Volume 14, Número 3, Jul/Set - 2010
EDITORIAL
A memória e o "por em cena" da história da enfermagem
Tânia Cristina Franco Santos
Pós-Doutora em História da Enfermagem. Escuela de Enfermería - Universidad de Valladolid. Professora Associada do Departamento de Enfermagem Fundamental da Escola Anna Nery/UFRJ. Membro Fundador do Núcleo de História da Enfermagem Brasileira. Pesquisadora CNPQ-São João de Meriti-RJ- Brasil - Email: taniacristinafsc@terra.com.br
A memória, como um fenômeno que atualiza as lembranças, está sujeita às questões de subjetividade e seletividade e às instâncias de poderes. Sendo assim, o processo de reconstrução do passado está sujeito ao clivo de sucessivas reinterpretações conformes às representações do presente e às disputas de poder que determinam o que será lembrado ou esquecido, mediante as manipulações e o controle da memória.
Nesse sentido, o trabalho historiográfico demanda a necessidade de conhecer os interesses do presente que norteiam a dialética lembrar e esquecer, pois as formas de concepção do passado resultam de um sistema de incorporação de disposições, um habitus, uma vez que a memória, em permanente evolução, é sacralizada pelos vestígios da história, os quais celebram a memória, e pelos porta-vozes autorizados que produzem os discursos em torno de acontecimentos, personagens, tempos e lugares.
Na Enfermagem brasileira, a institucionalização de emblemas e rituais da profissão foi uma das estratégias utilizadas pelas escolas de enfermagem, para proceder a seleção e atualização de lembranças dignas de serem apreendidas e transmitidas às futuras enfermeiras.
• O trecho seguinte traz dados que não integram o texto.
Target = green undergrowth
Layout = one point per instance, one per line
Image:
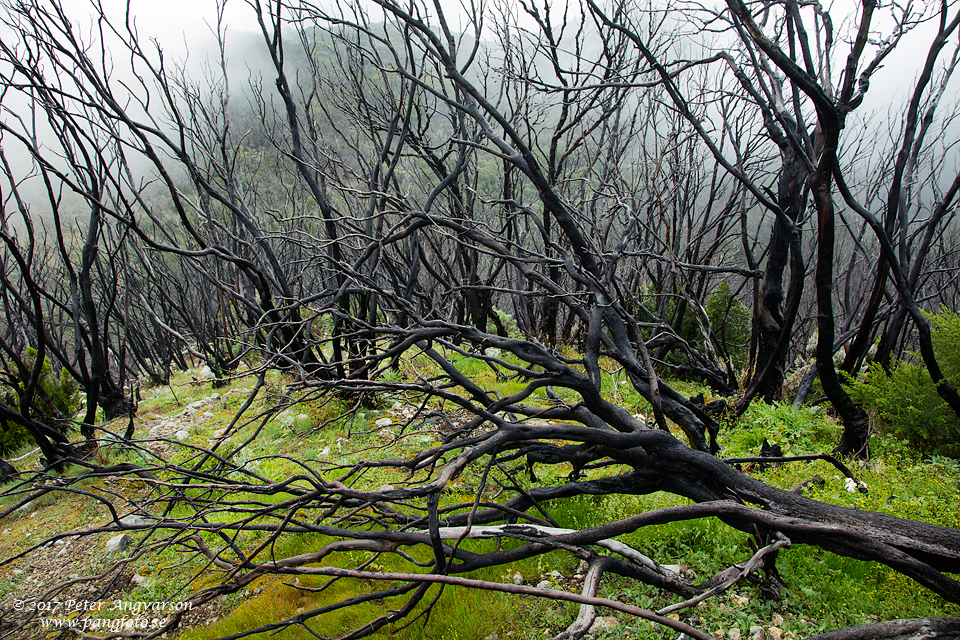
(822, 591)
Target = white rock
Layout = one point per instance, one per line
(603, 622)
(118, 543)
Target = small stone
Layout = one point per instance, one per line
(603, 622)
(118, 543)
(133, 521)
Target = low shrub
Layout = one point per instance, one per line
(905, 402)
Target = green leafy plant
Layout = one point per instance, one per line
(905, 402)
(61, 389)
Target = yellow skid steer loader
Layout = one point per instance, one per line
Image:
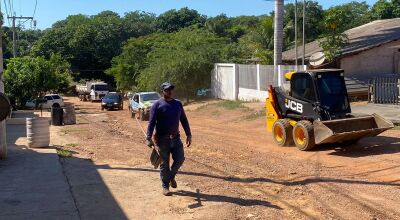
(316, 110)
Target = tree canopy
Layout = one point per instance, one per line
(138, 49)
(29, 77)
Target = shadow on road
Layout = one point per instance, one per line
(202, 197)
(35, 186)
(369, 146)
(305, 181)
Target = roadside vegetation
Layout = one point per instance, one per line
(139, 50)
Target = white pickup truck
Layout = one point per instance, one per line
(93, 91)
(140, 104)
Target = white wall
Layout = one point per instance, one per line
(225, 82)
(384, 59)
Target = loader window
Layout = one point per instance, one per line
(303, 88)
(332, 92)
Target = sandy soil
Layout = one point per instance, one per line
(234, 171)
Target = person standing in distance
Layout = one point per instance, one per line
(165, 115)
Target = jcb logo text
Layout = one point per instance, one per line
(298, 107)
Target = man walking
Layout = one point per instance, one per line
(165, 115)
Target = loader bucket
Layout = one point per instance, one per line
(350, 128)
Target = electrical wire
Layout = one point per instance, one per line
(34, 10)
(7, 12)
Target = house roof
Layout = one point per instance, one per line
(360, 39)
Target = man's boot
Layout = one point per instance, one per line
(166, 192)
(173, 183)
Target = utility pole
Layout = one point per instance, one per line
(278, 35)
(304, 32)
(3, 136)
(295, 32)
(14, 18)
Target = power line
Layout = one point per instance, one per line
(34, 10)
(7, 13)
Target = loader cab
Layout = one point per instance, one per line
(324, 88)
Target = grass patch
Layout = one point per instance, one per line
(255, 115)
(64, 153)
(216, 113)
(229, 104)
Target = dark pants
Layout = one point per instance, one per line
(169, 147)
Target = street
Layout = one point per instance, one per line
(233, 170)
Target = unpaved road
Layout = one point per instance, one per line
(232, 171)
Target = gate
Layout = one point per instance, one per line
(384, 90)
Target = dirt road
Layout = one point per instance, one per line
(232, 171)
Nesse processo de tradição inventada, nas palavras de Hobsbawn, a memória é perpetuada e convertida em um bem simbólico do grupo que, transmitido como herança através de celebrações, do erguimento de estatutária comemorativa ou da identificação de monumentos nos espaços públicos, confere unidade ao grupo de enfermeiras e, por conseguinte, um sentimento de filiação estatutária. Portanto, a memória, individual ou coletiva, é socialmente construída e representa um capital simbólico do indivíduo ou do grupo ao proceder a perpetuação e o controle das lembranças.
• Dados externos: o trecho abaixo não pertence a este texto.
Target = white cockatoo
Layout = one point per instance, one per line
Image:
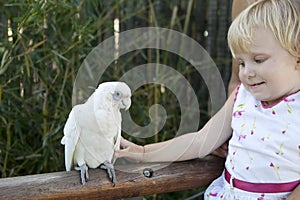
(93, 130)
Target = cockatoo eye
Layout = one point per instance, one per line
(117, 95)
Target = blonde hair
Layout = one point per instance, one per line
(280, 16)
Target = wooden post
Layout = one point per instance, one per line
(62, 185)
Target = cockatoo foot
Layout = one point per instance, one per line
(110, 171)
(84, 174)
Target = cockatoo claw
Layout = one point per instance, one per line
(84, 174)
(110, 171)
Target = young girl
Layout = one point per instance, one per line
(261, 116)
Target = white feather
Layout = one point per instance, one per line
(93, 130)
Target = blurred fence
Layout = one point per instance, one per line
(42, 45)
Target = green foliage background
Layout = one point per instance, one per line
(42, 45)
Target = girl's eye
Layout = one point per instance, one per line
(259, 60)
(241, 64)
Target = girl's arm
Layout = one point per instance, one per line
(188, 146)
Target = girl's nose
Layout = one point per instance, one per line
(248, 71)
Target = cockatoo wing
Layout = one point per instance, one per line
(70, 139)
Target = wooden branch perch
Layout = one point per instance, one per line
(62, 185)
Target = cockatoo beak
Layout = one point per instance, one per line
(126, 103)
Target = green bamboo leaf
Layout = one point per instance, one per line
(4, 62)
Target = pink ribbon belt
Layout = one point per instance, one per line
(261, 187)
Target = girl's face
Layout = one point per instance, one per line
(268, 71)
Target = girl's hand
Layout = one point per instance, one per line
(130, 150)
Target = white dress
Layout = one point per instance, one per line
(264, 148)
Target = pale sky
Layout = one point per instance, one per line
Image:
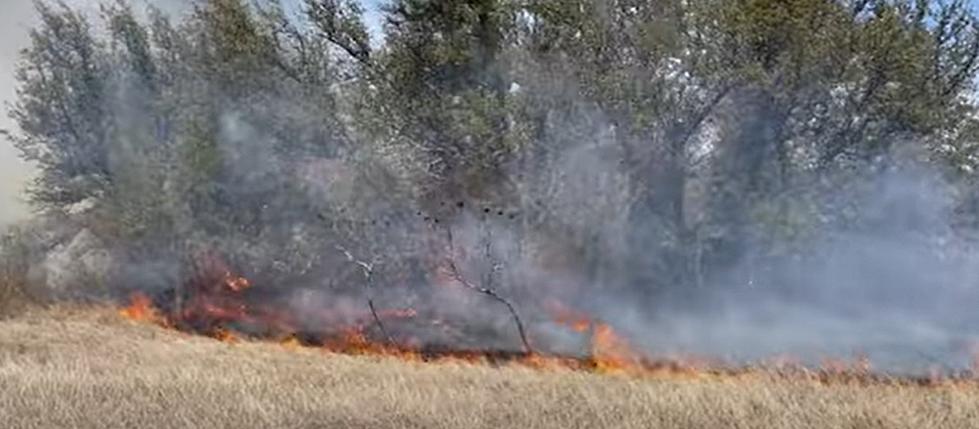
(16, 18)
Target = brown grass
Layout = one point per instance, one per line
(90, 369)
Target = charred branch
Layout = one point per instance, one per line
(459, 277)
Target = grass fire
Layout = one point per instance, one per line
(490, 213)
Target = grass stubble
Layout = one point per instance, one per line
(89, 368)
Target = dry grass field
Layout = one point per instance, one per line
(91, 369)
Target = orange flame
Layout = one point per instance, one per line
(141, 309)
(216, 301)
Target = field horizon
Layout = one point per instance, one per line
(90, 367)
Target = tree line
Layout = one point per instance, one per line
(642, 147)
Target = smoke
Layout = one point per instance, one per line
(894, 280)
(14, 23)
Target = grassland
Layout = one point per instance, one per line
(91, 369)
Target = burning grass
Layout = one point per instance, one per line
(88, 369)
(216, 307)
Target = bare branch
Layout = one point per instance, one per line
(459, 277)
(368, 270)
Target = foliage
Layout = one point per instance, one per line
(648, 142)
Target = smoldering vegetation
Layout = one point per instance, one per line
(700, 175)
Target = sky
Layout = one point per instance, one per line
(16, 18)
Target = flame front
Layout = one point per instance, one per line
(214, 305)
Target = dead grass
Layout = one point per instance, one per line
(90, 369)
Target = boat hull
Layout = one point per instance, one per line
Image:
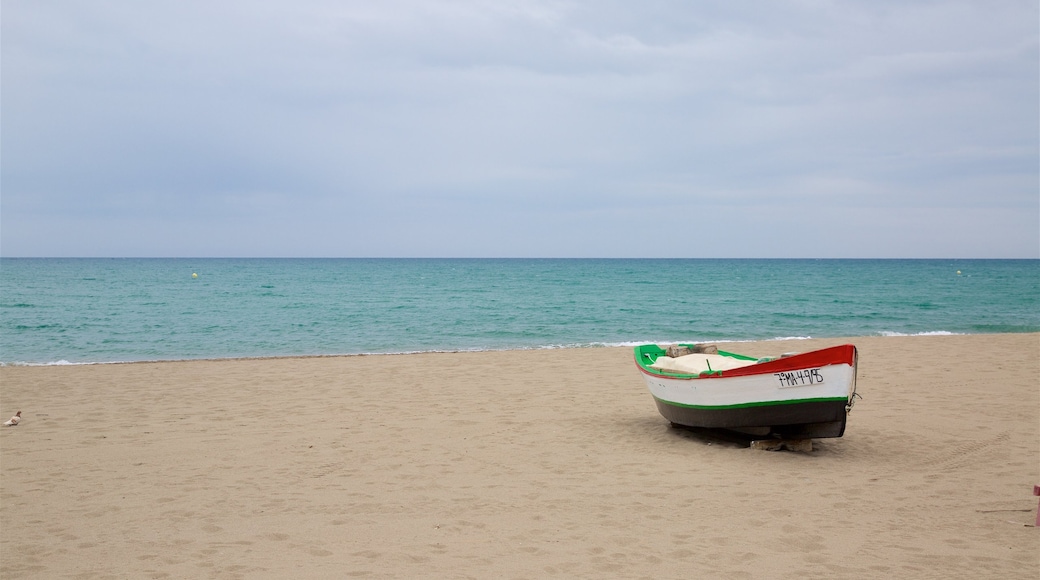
(797, 397)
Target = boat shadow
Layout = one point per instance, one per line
(712, 436)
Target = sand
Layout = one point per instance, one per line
(544, 464)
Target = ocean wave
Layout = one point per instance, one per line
(923, 334)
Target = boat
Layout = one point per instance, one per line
(793, 396)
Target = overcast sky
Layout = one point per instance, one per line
(320, 128)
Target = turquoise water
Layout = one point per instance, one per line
(106, 310)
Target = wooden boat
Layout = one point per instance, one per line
(798, 396)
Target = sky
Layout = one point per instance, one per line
(556, 129)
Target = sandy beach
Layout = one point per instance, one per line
(537, 464)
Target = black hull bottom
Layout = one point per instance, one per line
(806, 420)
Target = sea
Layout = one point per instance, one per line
(86, 311)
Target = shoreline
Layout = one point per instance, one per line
(582, 346)
(547, 463)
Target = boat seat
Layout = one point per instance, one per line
(698, 363)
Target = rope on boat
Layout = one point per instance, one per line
(852, 400)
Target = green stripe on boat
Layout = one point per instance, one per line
(756, 403)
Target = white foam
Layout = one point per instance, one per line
(925, 334)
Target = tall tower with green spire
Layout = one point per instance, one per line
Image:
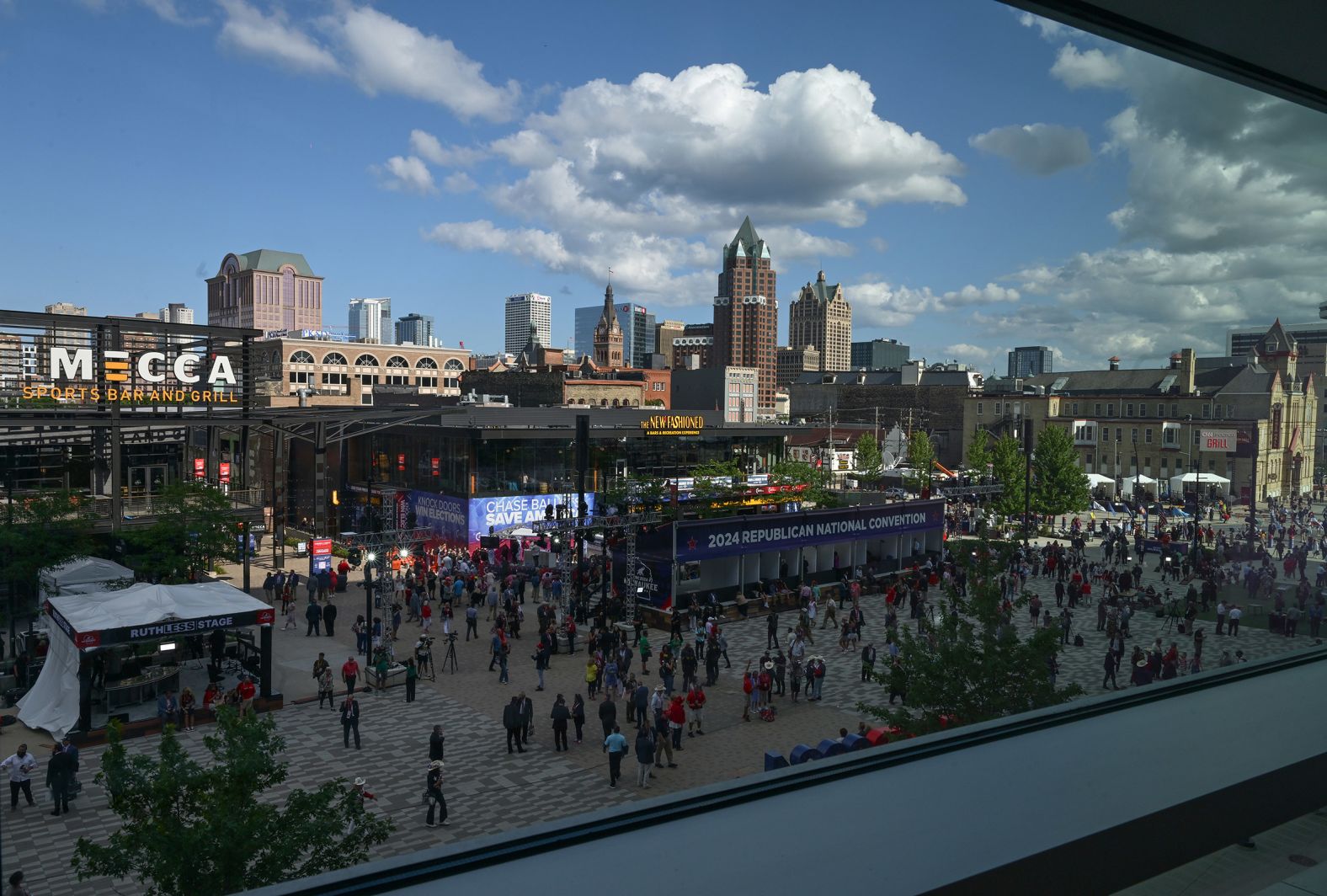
(746, 311)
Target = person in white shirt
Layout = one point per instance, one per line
(20, 767)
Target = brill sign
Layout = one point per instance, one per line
(75, 377)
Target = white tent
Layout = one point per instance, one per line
(1198, 481)
(83, 576)
(134, 614)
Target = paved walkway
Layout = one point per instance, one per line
(491, 792)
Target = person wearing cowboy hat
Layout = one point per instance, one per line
(433, 790)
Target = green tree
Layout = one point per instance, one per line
(921, 458)
(40, 529)
(979, 453)
(1059, 485)
(972, 665)
(1007, 467)
(190, 829)
(193, 525)
(870, 460)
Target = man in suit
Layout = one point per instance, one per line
(350, 720)
(511, 721)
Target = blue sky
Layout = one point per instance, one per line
(974, 177)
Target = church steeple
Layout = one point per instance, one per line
(608, 335)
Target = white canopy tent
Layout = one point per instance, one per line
(1200, 481)
(141, 612)
(1095, 479)
(83, 576)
Portanto, a simbiose entre memória e identidade profissional remete a formação de uma consciência da necessidade de preservação da memória, pois ela é o fio condutor que liga as gerações umas com as outras, dando um caráter de antiguidade, ubiquidade e continuidade. Nesse processo, o grupo tende a se dotar de meios que lhes permitam perpetuar-se para além da finitude dos agentes individuais ou até mesmo das instituições, através do efeito de simbolização e eternização conferido por: retratos ou estátuas que imortalizam a pessoa representada; edificações; escritos, e também o dito e o silenciado, os quais transmitem para a posteridade a história digna de ser contada.
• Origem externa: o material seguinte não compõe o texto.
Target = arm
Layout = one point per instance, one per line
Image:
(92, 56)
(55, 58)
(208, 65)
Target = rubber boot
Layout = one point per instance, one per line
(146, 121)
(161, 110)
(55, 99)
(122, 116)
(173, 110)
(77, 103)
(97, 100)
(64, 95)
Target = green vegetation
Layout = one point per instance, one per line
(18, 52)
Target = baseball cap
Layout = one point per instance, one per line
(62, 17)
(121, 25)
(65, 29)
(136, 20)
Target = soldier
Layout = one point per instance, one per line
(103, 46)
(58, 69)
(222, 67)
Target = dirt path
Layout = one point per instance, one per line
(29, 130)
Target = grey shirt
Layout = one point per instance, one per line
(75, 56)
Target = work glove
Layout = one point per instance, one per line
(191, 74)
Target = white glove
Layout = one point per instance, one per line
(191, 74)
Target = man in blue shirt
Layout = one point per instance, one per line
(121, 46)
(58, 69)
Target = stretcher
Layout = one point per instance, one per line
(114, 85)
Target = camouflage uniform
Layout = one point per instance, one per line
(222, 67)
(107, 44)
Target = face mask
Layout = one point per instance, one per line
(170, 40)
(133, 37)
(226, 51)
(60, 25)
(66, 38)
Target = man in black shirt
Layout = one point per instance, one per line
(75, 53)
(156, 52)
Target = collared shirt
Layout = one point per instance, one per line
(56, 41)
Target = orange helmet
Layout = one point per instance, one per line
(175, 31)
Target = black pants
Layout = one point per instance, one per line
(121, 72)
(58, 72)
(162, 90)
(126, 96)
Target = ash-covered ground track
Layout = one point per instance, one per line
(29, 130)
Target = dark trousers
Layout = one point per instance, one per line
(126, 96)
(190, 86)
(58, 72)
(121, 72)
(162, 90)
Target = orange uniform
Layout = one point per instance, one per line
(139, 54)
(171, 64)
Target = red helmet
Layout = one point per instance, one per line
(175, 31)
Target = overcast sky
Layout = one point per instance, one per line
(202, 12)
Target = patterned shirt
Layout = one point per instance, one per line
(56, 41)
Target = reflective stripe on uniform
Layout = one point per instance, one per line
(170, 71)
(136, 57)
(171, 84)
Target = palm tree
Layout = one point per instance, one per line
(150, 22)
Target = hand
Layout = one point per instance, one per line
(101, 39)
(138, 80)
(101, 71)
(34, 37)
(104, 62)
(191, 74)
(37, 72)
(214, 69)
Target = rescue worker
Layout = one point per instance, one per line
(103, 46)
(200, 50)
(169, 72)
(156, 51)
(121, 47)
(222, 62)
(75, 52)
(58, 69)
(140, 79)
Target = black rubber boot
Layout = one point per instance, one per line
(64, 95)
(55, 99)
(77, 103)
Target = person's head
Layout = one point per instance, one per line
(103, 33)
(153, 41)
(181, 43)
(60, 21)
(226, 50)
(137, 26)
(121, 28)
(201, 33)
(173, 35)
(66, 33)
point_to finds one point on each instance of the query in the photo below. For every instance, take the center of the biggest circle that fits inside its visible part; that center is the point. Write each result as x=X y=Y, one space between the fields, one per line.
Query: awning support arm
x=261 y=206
Assim, os estudos históricos que contam com as relíquias do passado são imprescindíveis para a sobrevivência dos diferentes grupos sociais, uma vez que a experiência histórica de um grupo ou sociedade é a sua referência positiva, sua advertência tangível que lhe fornece os subsídios perante os projetos do presente, evitando uma operação às cegas ou através de tentativas. Nesse contexto, os documentos históricos, lugares de memória, devem ser interpretados conformes as conjunturas que determinam sua produção, veiculação e preservação, de modo a possibilitar a construção de uma versão histórica consistente e convincente.